Rodgers is one of several tenants who felt caged in living above the killing factory. He said his broker “glossed over” the presence of the slaughterhouse when he looked at the place a year ago and allegedly suggested that the factory would be gone in a few months.
Rodgers and his neighbors have suffered from the smell and noise of factory workers, who unload metal crates with tasty ducks, chickens, and turkeys into the factory at 5 am every day.
Now, he’s put a homemade sign advertising a moving sale in his building’s storefront, which reads, “The chickens are driving me crazy!”
“This is a beautiful neighborhood and there’s this blight on the street,” said Rodgers. “It’s not a good place, it’s in the wrong place.”

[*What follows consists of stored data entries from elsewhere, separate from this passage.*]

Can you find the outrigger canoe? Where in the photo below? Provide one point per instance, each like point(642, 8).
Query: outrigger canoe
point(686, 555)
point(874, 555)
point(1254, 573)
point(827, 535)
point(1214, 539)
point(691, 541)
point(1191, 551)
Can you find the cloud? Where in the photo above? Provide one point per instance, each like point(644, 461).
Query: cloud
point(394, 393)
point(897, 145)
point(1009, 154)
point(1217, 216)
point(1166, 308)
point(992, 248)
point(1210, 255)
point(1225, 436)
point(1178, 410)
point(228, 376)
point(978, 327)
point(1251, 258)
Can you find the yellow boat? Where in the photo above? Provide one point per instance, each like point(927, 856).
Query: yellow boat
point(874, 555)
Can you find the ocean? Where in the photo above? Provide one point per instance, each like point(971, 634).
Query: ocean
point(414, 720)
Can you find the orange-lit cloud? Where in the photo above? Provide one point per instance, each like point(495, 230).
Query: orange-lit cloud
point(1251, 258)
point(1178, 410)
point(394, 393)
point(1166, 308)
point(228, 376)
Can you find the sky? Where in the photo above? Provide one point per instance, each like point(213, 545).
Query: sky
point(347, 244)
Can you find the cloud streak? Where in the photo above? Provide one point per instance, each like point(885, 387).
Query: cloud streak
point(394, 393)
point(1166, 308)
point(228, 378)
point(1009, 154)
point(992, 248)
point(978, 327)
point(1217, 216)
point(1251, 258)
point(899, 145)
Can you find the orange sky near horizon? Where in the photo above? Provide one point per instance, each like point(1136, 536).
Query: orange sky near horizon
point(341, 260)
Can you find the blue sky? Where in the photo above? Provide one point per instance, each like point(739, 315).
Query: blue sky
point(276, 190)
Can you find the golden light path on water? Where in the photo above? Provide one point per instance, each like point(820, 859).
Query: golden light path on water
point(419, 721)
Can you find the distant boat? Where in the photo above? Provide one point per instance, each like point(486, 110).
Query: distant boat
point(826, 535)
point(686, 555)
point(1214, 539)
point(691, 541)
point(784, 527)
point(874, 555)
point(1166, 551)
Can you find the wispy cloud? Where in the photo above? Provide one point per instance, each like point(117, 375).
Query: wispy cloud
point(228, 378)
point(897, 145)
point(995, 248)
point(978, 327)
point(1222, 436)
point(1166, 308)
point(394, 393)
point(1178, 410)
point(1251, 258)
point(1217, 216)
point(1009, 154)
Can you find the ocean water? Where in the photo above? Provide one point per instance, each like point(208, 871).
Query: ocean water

The condo’s developer, Leonard Rutkowitz said New Lee’s owner John Chen wrote to him about a plan he hatched to move the factory to Johnson Street — but Chen blamed city regulations for delaying the move.
“It’s totally affected our business,” said Rutkowitz, who has been forced to convert his condo building to rentals because only four units sold. “One tenant moved in and then moved out after a month. We broke her lease.”
Chen even told the New York Times in 2009 that he might move, prompting one resident to predict the factory would definitely be gone before she ever left.
But it was Chen who played chicken and won — that resident moved out this month.
Calls made to New Lee’s were not returned.
Meanwhile, some in Greenpoint are blaming the residents, not the chicken man.
Blogger Miss Heather of New York Shitty pointed out that new residents must exercise “due diligence” before signing a lousy deal.
“I have heard from more than one person that sales agents shilling this property were telling prospective clients the slaughterhouse would be gone in six months,” she wrote. “Obviously, this didn’t happen.”